The brand’s SS11 campaign is, indeed, a rather curious affair. Shot by top brands’ perennial favourite Steven Meisel, it features Brazilian supermodel Gisele Bündchen and gangly Russian Yuri Pleskun, one of the current top young male models getting designers and fashion editors all excited. It’s styled by renowned fashion editor Marie-Amélie Sauvé. So, it’s not exactly a surprise that things would turn out well.
What makes it rather unusual are the contrasting elements. Largely presented as double-page spreads or two-panel layouts, there is most definitely a certain frisson between the relative classicism of Gisele’s solo modelling of the womenswear collection on one page and the DIY gothic romanticism of the forest scenes featuring Yuri. This feels like a new route for Steven Meisel, at least in terms of immediacy of the images featuring Yuri that seem to have a relationship to the position of certain underground and documentary photographers – some who have more recently crossed over into fashion- arising from Russia’s vibrant post-Glasnost underground art and subculture scenes.

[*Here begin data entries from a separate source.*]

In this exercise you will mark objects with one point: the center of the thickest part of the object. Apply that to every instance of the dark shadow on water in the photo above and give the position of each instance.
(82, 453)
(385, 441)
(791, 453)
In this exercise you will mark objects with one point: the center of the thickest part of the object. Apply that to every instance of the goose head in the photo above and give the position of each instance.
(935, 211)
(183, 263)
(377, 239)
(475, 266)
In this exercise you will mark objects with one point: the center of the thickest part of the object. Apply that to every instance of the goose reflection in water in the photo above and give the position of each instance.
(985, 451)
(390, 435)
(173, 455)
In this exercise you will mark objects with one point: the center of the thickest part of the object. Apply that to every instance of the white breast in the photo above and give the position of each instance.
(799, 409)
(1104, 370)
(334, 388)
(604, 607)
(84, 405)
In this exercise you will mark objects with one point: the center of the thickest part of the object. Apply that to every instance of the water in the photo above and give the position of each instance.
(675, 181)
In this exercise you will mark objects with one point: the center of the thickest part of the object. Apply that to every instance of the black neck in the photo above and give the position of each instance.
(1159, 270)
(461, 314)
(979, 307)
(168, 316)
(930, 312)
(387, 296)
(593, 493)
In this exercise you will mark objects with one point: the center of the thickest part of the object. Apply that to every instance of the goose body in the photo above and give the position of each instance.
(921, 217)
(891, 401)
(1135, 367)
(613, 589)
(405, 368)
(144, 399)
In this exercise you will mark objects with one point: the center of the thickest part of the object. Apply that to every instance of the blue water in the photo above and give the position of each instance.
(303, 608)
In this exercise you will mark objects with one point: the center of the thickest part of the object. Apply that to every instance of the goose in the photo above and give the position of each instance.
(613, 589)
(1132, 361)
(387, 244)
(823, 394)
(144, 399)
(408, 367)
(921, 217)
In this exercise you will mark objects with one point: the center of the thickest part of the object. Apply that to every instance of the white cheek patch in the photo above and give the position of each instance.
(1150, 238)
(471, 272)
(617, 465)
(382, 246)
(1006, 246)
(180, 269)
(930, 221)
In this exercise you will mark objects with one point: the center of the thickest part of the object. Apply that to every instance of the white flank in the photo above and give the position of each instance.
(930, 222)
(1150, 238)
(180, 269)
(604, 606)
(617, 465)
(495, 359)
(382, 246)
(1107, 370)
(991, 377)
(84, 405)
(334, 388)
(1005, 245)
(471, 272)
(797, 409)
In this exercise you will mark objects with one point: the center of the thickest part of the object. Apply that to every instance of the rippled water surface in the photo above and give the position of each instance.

There is one school of thought that says that good advertising can make effective use of challenging images to first capture attention and, secondly, maintain attention by asking questions that are difficult to answer. There is no doubt that the art direction of this particular campaign is enigmatic. Exactly what we are supposed to take from the rather clashing juxtaposition of sleek, almost restrained, colour images of classic high-end fashion with the punky androgynous black ‘n white duo photos is not easy to answer.
The blunt posturing in the black ‘n white photographs is implicitly reminiscent of the kinds of self-made fame of the 1980’s underground generation; inventing one’s own fame in Taboo or Blitz. And, as we have all seen in recent years, this archive of a former era has played its role in informing the sensibility of the current generation of hip kids who have reinvented its style of self-conscious posing in the trendy pubs of London or low-tech club nights of Paris, not to mention a certain penchant for the Gothic that simply refuses to die.
But, what exactly can we take from the implied comparison with Balenciaga’s current collection, overtly chic, stylish and reasonably classical? At first glance perhaps. But, as one examines it more closely, it’s also clear that the current collection plays out its own little homage to the days of punk and New Wave, most immediately identifiable in details such as belts or textiles. Look more closely, and one will even see that it is present in the silhouettes too.